Focused In: Horacio LeDon, left, and Mark Rutstein at the ‘Oak View Land’ house.

Focused In: Horacio LeDon, left, and Mark Rutstein at the ‘Oak View Land’ house. Photo by Ringo Chiu.

With so many mansions in Los Angeles County, calling attention to a home’s spacious grounds or sweeping views might not be enough.

That’s why you’ll find dancers waltzing through a seven-bedroom, 10-bathroom estate in Encino in a marketing video set to the catchy tunes of the Oscar-winning film “La La Land.”

But making such an intricate production can be expensive. The eight-minute video cost more than $5,000 to produce and has created a buzz among fellow agents and the media. It has also piqued the interest of six to eight prospective buyers for the $8.5 million property so far, said listing agent Horacio LeDon, president of new development at Partners Trust of Beverly Hills, who paid for the video out of his own pocket.

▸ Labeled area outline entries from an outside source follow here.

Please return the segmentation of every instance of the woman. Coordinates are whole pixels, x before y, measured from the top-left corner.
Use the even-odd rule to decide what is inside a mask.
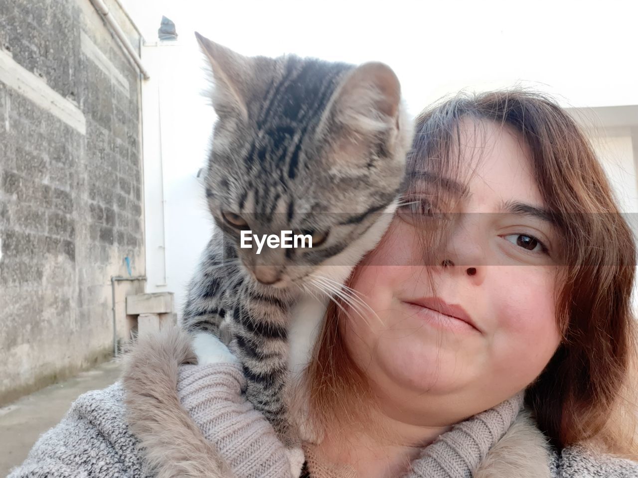
[[[537,95],[459,96],[418,118],[408,173],[349,283],[365,308],[327,313],[306,473],[638,476],[634,243],[578,128]],[[13,476],[288,475],[232,356],[178,367],[168,331],[130,360]]]

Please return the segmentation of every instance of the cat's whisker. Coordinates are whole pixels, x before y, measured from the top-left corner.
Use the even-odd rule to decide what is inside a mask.
[[[321,285],[321,284],[318,284],[318,283],[317,283],[317,282],[315,282],[315,281],[314,281],[314,280],[313,280],[313,279],[312,279],[312,278],[311,278],[311,283],[313,284],[313,285],[314,285],[314,286],[315,286],[315,287],[316,287],[317,288],[317,289],[318,289],[318,290],[319,291],[320,291],[321,293],[322,293],[325,294],[326,295],[326,296],[327,296],[327,298],[329,298],[329,300],[330,300],[330,301],[332,301],[332,302],[334,302],[334,305],[336,305],[336,306],[337,306],[338,307],[339,307],[339,308],[340,308],[340,309],[341,310],[341,312],[343,312],[343,314],[345,314],[345,315],[350,315],[350,314],[349,314],[349,313],[348,313],[348,310],[346,310],[345,309],[345,308],[344,308],[344,307],[343,307],[343,305],[341,305],[341,304],[340,304],[340,303],[339,303],[339,301],[338,301],[338,300],[336,300],[336,299],[334,298],[334,297],[333,297],[333,294],[331,294],[331,293],[329,293],[329,292],[327,292],[326,291],[324,291],[324,290],[323,290],[323,287],[322,287],[322,285]],[[315,299],[316,299],[317,300],[318,300],[318,298],[317,298],[316,297],[315,297],[315,295],[314,295],[314,294],[312,294],[312,293],[311,293],[311,292],[310,292],[310,291],[309,291],[309,290],[308,291],[308,292],[309,292],[309,293],[310,293],[310,294],[311,294],[311,295],[313,295],[313,297],[315,297]],[[365,319],[364,319],[364,320],[365,320]]]
[[[354,302],[359,305],[359,306],[364,308],[366,310],[369,311],[378,321],[378,322],[382,323],[381,317],[379,317],[378,314],[375,311],[372,307],[367,303],[366,301],[366,298],[363,294],[362,294],[359,291],[356,291],[352,287],[348,287],[344,284],[341,284],[334,279],[329,279],[328,277],[325,277],[323,276],[315,276],[319,279],[323,279],[323,280],[327,281],[329,284],[332,285],[333,289],[338,289],[344,295],[348,296],[352,302]],[[360,310],[360,309],[359,309]],[[366,323],[367,323],[366,322]]]
[[[318,284],[321,284],[325,289],[327,289],[331,293],[329,296],[332,298],[332,295],[337,296],[339,298],[343,300],[346,304],[350,306],[357,314],[361,317],[361,319],[366,322],[366,324],[368,326],[370,326],[370,323],[368,322],[367,317],[364,313],[364,311],[361,310],[360,300],[356,299],[355,297],[348,295],[346,293],[338,289],[334,284],[330,284],[329,282],[323,281],[322,279],[325,279],[325,277],[322,276],[313,276],[315,279],[316,282],[318,282]]]

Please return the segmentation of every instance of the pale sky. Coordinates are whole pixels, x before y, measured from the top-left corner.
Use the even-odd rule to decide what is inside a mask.
[[[383,61],[412,113],[516,83],[564,106],[638,104],[638,1],[121,1],[147,41],[170,18],[194,61],[195,30],[246,55]]]

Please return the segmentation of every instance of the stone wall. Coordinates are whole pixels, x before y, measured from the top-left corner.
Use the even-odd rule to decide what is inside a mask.
[[[110,277],[145,270],[140,88],[89,0],[0,0],[0,403],[112,350]]]

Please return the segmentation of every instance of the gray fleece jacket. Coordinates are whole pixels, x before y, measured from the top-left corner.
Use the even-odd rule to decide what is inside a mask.
[[[176,330],[140,342],[122,380],[80,396],[10,478],[290,478],[283,446],[241,395],[241,368],[194,361]],[[306,451],[313,478],[356,477]],[[519,395],[441,435],[407,476],[629,478],[638,463],[583,446],[549,450]]]

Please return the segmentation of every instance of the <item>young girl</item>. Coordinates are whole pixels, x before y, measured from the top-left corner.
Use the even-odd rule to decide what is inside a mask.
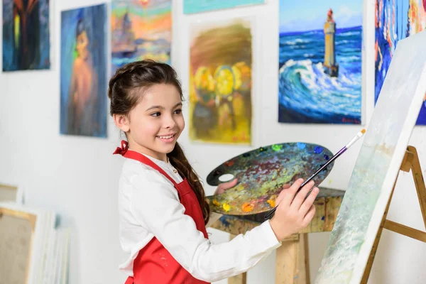
[[[206,283],[246,271],[307,226],[315,213],[313,182],[283,190],[275,215],[231,241],[212,244],[202,186],[177,142],[185,127],[176,72],[151,60],[119,69],[109,82],[111,114],[127,141],[119,180],[120,241],[126,284]],[[235,185],[219,188],[217,193]]]

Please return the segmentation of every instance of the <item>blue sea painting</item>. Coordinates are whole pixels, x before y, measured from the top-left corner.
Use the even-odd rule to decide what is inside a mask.
[[[3,71],[49,69],[49,0],[3,0]]]
[[[376,15],[375,103],[398,40],[426,30],[426,1],[378,0]],[[426,125],[426,94],[416,124]]]
[[[61,13],[60,133],[106,137],[106,5]]]
[[[280,0],[279,122],[361,124],[362,6]]]
[[[183,13],[202,13],[247,5],[262,4],[265,0],[183,0]]]

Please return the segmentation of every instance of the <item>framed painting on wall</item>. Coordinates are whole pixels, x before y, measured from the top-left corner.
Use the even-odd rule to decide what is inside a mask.
[[[250,144],[251,21],[197,23],[190,33],[190,139]]]
[[[106,6],[63,11],[60,133],[106,137]]]
[[[361,124],[362,9],[280,0],[279,122]]]
[[[50,68],[49,0],[3,0],[3,71]]]
[[[377,102],[398,42],[426,30],[426,1],[376,1],[376,83]],[[417,125],[426,125],[426,94]]]

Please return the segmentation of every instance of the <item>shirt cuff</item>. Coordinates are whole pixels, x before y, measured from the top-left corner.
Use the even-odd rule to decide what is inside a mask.
[[[254,244],[260,251],[271,251],[281,246],[281,242],[277,239],[269,220],[253,229],[252,235],[255,239]]]
[[[273,248],[278,248],[281,246],[281,242],[277,239],[272,227],[271,226],[270,220],[266,220],[261,226],[265,227],[265,235],[266,241],[268,244],[270,244]]]

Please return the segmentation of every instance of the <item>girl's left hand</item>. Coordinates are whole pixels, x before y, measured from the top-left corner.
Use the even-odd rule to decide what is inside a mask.
[[[225,190],[234,187],[236,185],[237,181],[238,180],[236,178],[234,178],[234,180],[230,180],[229,182],[221,183],[217,186],[217,188],[214,192],[214,195],[221,195],[224,193]]]

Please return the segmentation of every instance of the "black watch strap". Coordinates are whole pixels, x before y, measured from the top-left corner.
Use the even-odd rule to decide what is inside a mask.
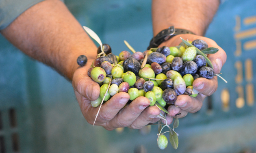
[[[150,45],[147,50],[149,50],[151,48],[157,47],[162,43],[169,39],[174,36],[185,34],[195,34],[190,31],[182,29],[175,28],[174,26],[171,26],[168,28],[161,31],[156,37],[153,37],[150,41]]]

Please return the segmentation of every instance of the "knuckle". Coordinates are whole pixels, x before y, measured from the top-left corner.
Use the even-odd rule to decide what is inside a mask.
[[[132,124],[130,126],[130,128],[133,129],[141,129],[142,127],[139,127],[138,125],[135,125],[134,124]]]
[[[117,124],[119,127],[126,127],[129,125],[128,123],[123,120],[117,120]]]

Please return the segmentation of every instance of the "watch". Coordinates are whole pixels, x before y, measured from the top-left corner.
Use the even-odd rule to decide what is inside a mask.
[[[195,34],[190,31],[183,29],[175,28],[174,26],[171,26],[168,28],[161,31],[156,37],[154,37],[150,41],[150,45],[147,50],[149,50],[151,48],[157,47],[162,43],[176,35],[185,34]]]

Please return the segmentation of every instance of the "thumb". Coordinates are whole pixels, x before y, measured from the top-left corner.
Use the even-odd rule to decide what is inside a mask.
[[[99,97],[99,84],[88,76],[87,70],[82,67],[78,69],[74,73],[72,85],[75,91],[89,100],[95,100]]]

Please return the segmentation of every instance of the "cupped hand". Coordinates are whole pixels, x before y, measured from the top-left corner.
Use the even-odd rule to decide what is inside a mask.
[[[209,54],[208,57],[213,65],[215,73],[218,74],[220,72],[223,65],[226,61],[227,55],[225,51],[215,41],[210,39],[191,34],[180,34],[162,43],[159,47],[177,46],[182,41],[180,37],[189,41],[202,39],[208,43],[208,47],[219,49],[219,50],[217,53]],[[186,116],[188,112],[195,113],[200,110],[203,105],[204,99],[207,96],[212,95],[217,90],[217,76],[215,76],[211,79],[198,78],[194,81],[193,86],[193,88],[198,91],[199,93],[195,97],[185,95],[178,95],[174,105],[170,106],[168,108],[168,111],[170,113],[168,116],[170,117],[178,115],[176,115],[177,118],[182,118]]]
[[[88,67],[78,68],[75,72],[72,84],[82,112],[87,121],[93,124],[99,107],[93,107],[91,101],[100,95],[100,86],[88,76]],[[156,106],[149,106],[149,100],[139,97],[126,104],[130,96],[124,92],[118,93],[103,103],[95,123],[112,130],[121,127],[140,129],[150,123],[157,122],[160,113]]]

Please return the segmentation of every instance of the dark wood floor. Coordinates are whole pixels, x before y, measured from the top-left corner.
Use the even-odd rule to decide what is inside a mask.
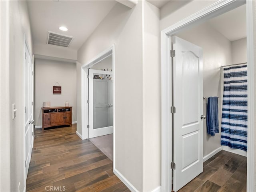
[[[203,172],[179,192],[246,192],[246,157],[221,151],[204,163]]]
[[[26,191],[130,191],[113,173],[112,161],[76,135],[76,125],[35,132]]]

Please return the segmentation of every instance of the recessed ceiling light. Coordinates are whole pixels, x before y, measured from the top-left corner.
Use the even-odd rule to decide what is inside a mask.
[[[67,31],[68,30],[68,28],[64,27],[64,26],[61,26],[59,28],[59,29],[60,29],[62,31]]]

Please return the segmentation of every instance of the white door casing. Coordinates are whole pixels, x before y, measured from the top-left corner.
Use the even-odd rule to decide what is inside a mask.
[[[112,120],[110,118],[112,118],[112,114],[110,114],[112,112],[112,110],[111,108],[113,107],[112,99],[111,97],[111,101],[109,100],[108,98],[101,98],[104,95],[108,95],[108,93],[112,95],[112,90],[110,90],[109,87],[111,87],[110,85],[109,80],[98,80],[94,79],[94,74],[96,74],[103,75],[112,75],[112,72],[109,71],[105,71],[100,70],[96,70],[92,69],[89,70],[89,138],[92,138],[95,137],[101,136],[102,135],[111,134],[113,133],[113,125],[111,124]],[[101,86],[100,89],[96,91],[94,88],[96,84],[98,86]],[[96,98],[98,98],[101,100],[101,103],[97,103]],[[99,114],[99,117],[96,116],[96,110],[97,110]],[[108,116],[105,115],[107,114],[110,115]],[[97,118],[106,118],[106,121],[102,119],[97,120]],[[102,123],[104,124],[101,124]],[[98,124],[96,123],[99,122]]]
[[[173,58],[173,190],[177,191],[203,171],[202,49],[172,37]]]
[[[33,64],[26,43],[25,51],[25,125],[24,142],[26,178],[28,176],[33,147]]]

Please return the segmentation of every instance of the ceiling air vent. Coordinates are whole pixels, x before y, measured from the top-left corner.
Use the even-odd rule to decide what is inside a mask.
[[[47,44],[68,47],[73,39],[74,37],[48,31]]]

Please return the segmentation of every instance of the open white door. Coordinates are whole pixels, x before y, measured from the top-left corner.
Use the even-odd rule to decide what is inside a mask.
[[[28,176],[33,147],[33,64],[27,46],[25,53],[25,155],[26,176]]]
[[[110,71],[89,70],[89,138],[113,133],[112,80],[108,78],[112,75]]]
[[[173,190],[203,171],[202,49],[172,37],[173,57]]]

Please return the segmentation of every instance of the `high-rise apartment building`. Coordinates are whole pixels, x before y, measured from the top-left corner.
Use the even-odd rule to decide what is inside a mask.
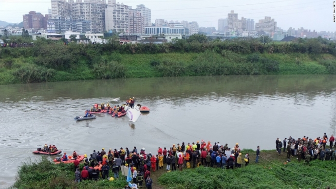
[[[197,22],[193,21],[192,22],[188,23],[187,28],[189,29],[189,34],[198,34],[198,23]]]
[[[130,7],[124,3],[116,3],[115,0],[109,0],[105,9],[105,28],[107,31],[129,32]]]
[[[130,33],[145,33],[145,17],[142,16],[140,12],[130,10],[129,19]]]
[[[141,14],[142,17],[145,18],[145,26],[150,26],[151,24],[151,11],[150,9],[147,8],[143,4],[139,4],[136,5],[135,9],[132,9],[131,7],[130,8],[130,10],[133,12],[139,12]]]
[[[155,19],[155,26],[167,26],[168,24],[167,20],[165,20],[164,19]]]
[[[234,22],[238,19],[238,14],[235,13],[234,11],[231,11],[230,13],[227,14],[227,30],[229,32],[234,31]],[[236,24],[236,26],[237,24]]]
[[[23,27],[26,29],[46,29],[49,17],[48,15],[43,16],[43,15],[40,13],[30,11],[28,14],[23,15]]]
[[[271,17],[265,17],[265,19],[260,19],[256,23],[256,31],[258,32],[265,32],[270,36],[272,36],[277,31],[277,22]]]
[[[51,0],[51,4],[52,20],[89,21],[94,33],[105,29],[106,0]]]
[[[227,30],[227,18],[218,19],[218,32],[225,32]]]
[[[247,21],[247,30],[254,30],[254,20],[253,19],[248,19]]]

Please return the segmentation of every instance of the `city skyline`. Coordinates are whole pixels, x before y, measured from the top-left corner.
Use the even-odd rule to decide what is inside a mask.
[[[218,28],[218,20],[227,17],[231,10],[238,17],[254,19],[256,23],[265,17],[271,17],[277,26],[287,30],[290,27],[318,31],[336,31],[333,22],[333,2],[303,0],[283,0],[270,2],[258,0],[246,3],[242,0],[235,2],[218,2],[215,0],[116,0],[117,2],[136,7],[143,4],[151,10],[151,22],[156,19],[168,20],[196,21],[200,27]],[[0,0],[0,20],[8,22],[22,21],[22,15],[29,11],[48,14],[51,8],[50,0]],[[173,14],[172,14],[173,13]]]

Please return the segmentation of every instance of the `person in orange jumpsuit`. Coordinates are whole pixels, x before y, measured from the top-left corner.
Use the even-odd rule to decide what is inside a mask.
[[[153,155],[150,158],[150,164],[151,164],[150,165],[150,168],[151,169],[151,170],[155,172],[155,165],[156,163],[156,158]]]
[[[163,155],[162,153],[159,153],[159,169],[163,168]]]
[[[212,147],[212,145],[211,145],[211,143],[210,141],[208,141],[207,144],[206,145],[206,151],[209,151],[210,148]]]

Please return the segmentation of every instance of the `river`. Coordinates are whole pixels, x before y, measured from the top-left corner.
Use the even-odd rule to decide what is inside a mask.
[[[0,188],[45,144],[89,156],[93,150],[210,140],[275,149],[277,137],[335,133],[336,76],[199,76],[0,85]],[[76,122],[94,103],[130,97],[150,109],[136,122],[107,114]],[[120,100],[114,101],[116,98]],[[3,169],[4,168],[4,169]]]

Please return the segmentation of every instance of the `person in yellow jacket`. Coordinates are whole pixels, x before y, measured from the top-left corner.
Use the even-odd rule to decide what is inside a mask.
[[[163,155],[159,153],[159,169],[163,168]]]
[[[194,142],[192,143],[192,151],[196,151],[196,149],[197,148],[197,145],[196,145]]]
[[[238,168],[242,167],[242,153],[239,153],[238,157],[237,158],[237,165]]]

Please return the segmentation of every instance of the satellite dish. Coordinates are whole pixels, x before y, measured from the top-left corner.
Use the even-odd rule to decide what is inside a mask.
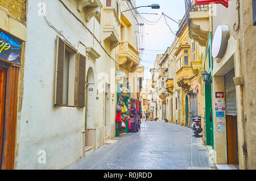
[[[226,53],[229,38],[229,28],[227,25],[219,26],[215,31],[212,42],[212,57],[221,58]]]

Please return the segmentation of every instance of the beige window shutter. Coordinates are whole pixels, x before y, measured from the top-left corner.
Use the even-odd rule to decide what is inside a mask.
[[[63,78],[65,59],[65,41],[57,36],[56,60],[55,68],[55,104],[63,103]]]
[[[78,54],[76,106],[79,107],[85,107],[86,60],[86,57]]]

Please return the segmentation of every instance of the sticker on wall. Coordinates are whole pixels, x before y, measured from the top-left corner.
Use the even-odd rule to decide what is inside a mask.
[[[222,117],[218,117],[218,124],[223,124],[223,119]]]
[[[225,126],[224,124],[218,124],[218,132],[224,132]]]
[[[22,41],[0,31],[0,58],[20,64]]]
[[[225,117],[224,111],[216,111],[216,117]]]

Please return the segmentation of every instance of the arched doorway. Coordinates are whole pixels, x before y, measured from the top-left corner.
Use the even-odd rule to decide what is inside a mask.
[[[95,80],[93,69],[87,71],[85,114],[85,151],[96,146],[96,128],[95,123]]]

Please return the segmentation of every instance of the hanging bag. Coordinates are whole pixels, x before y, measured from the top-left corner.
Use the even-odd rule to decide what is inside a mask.
[[[125,125],[125,123],[123,123],[123,121],[122,121],[122,128],[126,128],[126,125]]]
[[[121,107],[120,106],[119,103],[120,103],[120,98],[119,99],[118,103],[117,103],[117,111],[121,111]]]
[[[120,122],[122,121],[122,117],[121,115],[121,112],[118,111],[118,112],[117,114],[117,117],[115,117],[115,121],[116,122]]]
[[[123,104],[123,106],[121,106],[121,112],[122,113],[125,113],[128,111],[128,109],[126,107],[126,106],[125,106],[125,104]]]

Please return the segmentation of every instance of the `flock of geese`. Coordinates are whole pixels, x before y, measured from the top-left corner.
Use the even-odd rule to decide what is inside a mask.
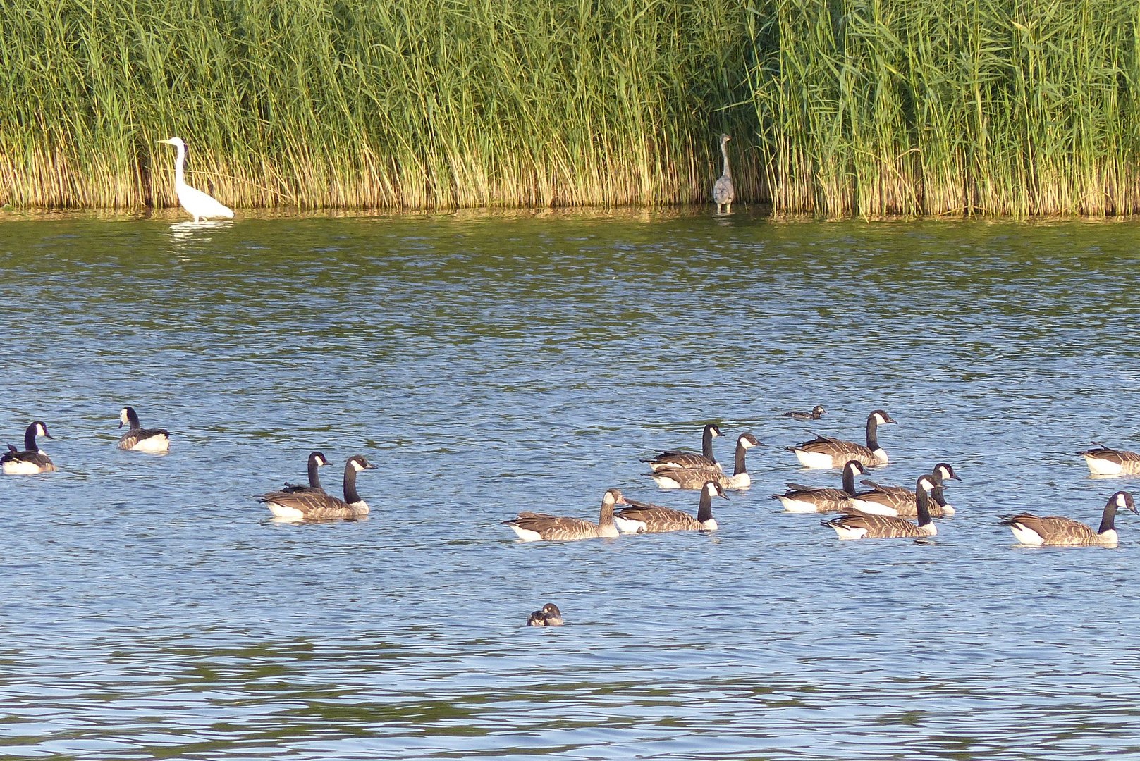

“It’s a calculated gamble,” said LeDon about footing the bill for marketing videos.

More real estate agents are opting to take that risk, and they are increasingly drawing inspiration from Hollywood in their attempt to sell luxury properties. Rather than staging the Encino home with high-end housewares, LeDon and fellow listing agent Mark Rutstein created an original storyline with a unique element aimed at helping the video go viral.

The production, titled “Oak View Land” after the home’s Oak View Drive address, had about 2,300 views on Vimeo as of last week.

“I didn’t want to pigeonhole the property into this fictitious tech billionaire, 24-hour party house,” said LeDon. “That’s where the majority of that video product has been geared to.”

Mercer Vine, a brokerage headquartered in L.A.’s Fairfax District, was also striving for something a bit different in its video for a home at 1420 Laurel Way in Beverly Hills that’s listed for nearly $14 million. The video features a couple of dancers clad in black moving throughout the home and is set to a pulsing rhythm.

Emmanuelle Pickett, the brokerage’s creative director, said her goal was to create a mood rather than define the property through a storyline. The video is the agency’s most expensive to date, and it is planning more in the future. Pickett declined to say how much the company spent on the video.

Though it might seem counterintuitive, the product isn’t necessarily targeted toward people actively searching for a home, said Adam Rosenfeld, a founding partner of Mercer Vine.

“People on the market are going to be looking at Zillow, the MLS, Trulia,” he said. “These videos are good for social media outlets, press outlets, where it starts to reach a much vaster audience – people who aren’t necessarily on the hunt, but they might know somebody who is interested.”